The Games should have been pulled from Rio a year ago. The Games should have been pulled from Rio on the entirely practical grounds that the government of Brazil, and almost all of its institutional public infrastructure, is a pile of splinters on the ground. The Games should have been pulled from Rio on the grounds of human decency because the optic of staging a plutocratic athletics hootenanny in the middle of some of the worst grinding poverty in any hemisphere is enough, in the words of the late Molly Ivins, to gag a maggot.
The list - I'd call it a laundry list, but I doubt any laundry could clean this mess up - of Olympic shortcomings reads like a who's who of calamity. Just a short list would include the following:
- Zika;
- The deaths of two people when the Olympic bike path fell into the sea;
- The venues for rowing and sailing and open-water swimming "are overgrown biology experiments containing God alone knows what and also more than a few independently operating anonymous arms and legs;
- An "uninhabitable" Olympic Village;
- Threats of violence and ecological devastation;
- Threats of strange viruses;
- The possibility of strikes by police;
- The dismissal of the company providing security screening last week;
- Human sewage;
- Unclaimed body parts washing up on the site of the beach volleyball competition.
As I said, this is just a partial list; your results may vary. But at least there won't be a condom shortage.
I was in Chicago on the day that the Games were given to Rio; the country was still in the first flush of Obamamania, and everywhere you could see signs promoting Chicago as the obvious choice. We'd flown into town just a couple of hours before the voting was scheduled to be held, and the cost of watching on local TV as the city was eliminated on the first ballot was, as they say, priceless. As was the sight of all the discarded Olympics signs from the rally in Daley Plaza laying in the gutter later that day. But just because Chicago failed didn't mean the International Olympic Committee had to give the Games to Rio. What kind of an organization would do something that stupid?
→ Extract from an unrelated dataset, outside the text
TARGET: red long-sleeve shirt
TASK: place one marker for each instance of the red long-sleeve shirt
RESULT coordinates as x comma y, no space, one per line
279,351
Speaking of human sewage, let’s talk for a moment about the IOC. In addition to trying to sell the world on a Roger Corman movie masquerading as a sporting and cultural extravaganza, this pack of buffet grazers so completely bungled its handling of the Russian doping scandal that it managed to make Vladimir Putin seem like the wronged victim of capricious authoritarian regimes. That’s quite a feat.
Now, I know there are a lot of you out there who are probably looking forward to the Olympics. You don't care about all the politics behind the scenes; you're interested in the grace of the athletes, the drama of competition, the stirring human interest stories. And for your sake, I hope this things aren't so bad that the thrill of victory and the agony of defeat can still show through. However:
These are Games that never should have happened. No matter what glories we may see over the next 18 days, the Olympic Games of Rio remain a reckless operation run by people who never get near the social problems into which they have dropped their party. Almost as revolting as the Games themselves is the inevitable whitewash of all the problems that will occur if, somehow, the entire city of Rio doesn’t vanish under the waves over the next couple of weeks. We will hear nothing but amazing stories about “overcoming adversity,” and how the plucky Brazilians managed to pull off a logistical miracle after an (admittedly) rocky start. Then the world will leave. The favelas will fill again. The government will continue to be a phantom. The fishermen will keep getting killed and the flesh-eating bacteria will once again, well, eat flesh.
It almost makes American politics seem palatable, doesn't it?
Note that I say "almost."
Points well taken - but Rio isn't (that) much worse than Sochi, where many similar objections were raised. And if Chicago had been selected over Rio, we'd be getting stories about racial tension and soaring murder rates.
ReplyDeleteOh, I don't even want to think about what would have happened if the Olympics were in Chicago. You know how they say, "Round up the usual suspects"? They can do that in a totalitarian country, but short of that I don't see how they could have pulled it off in Chicago.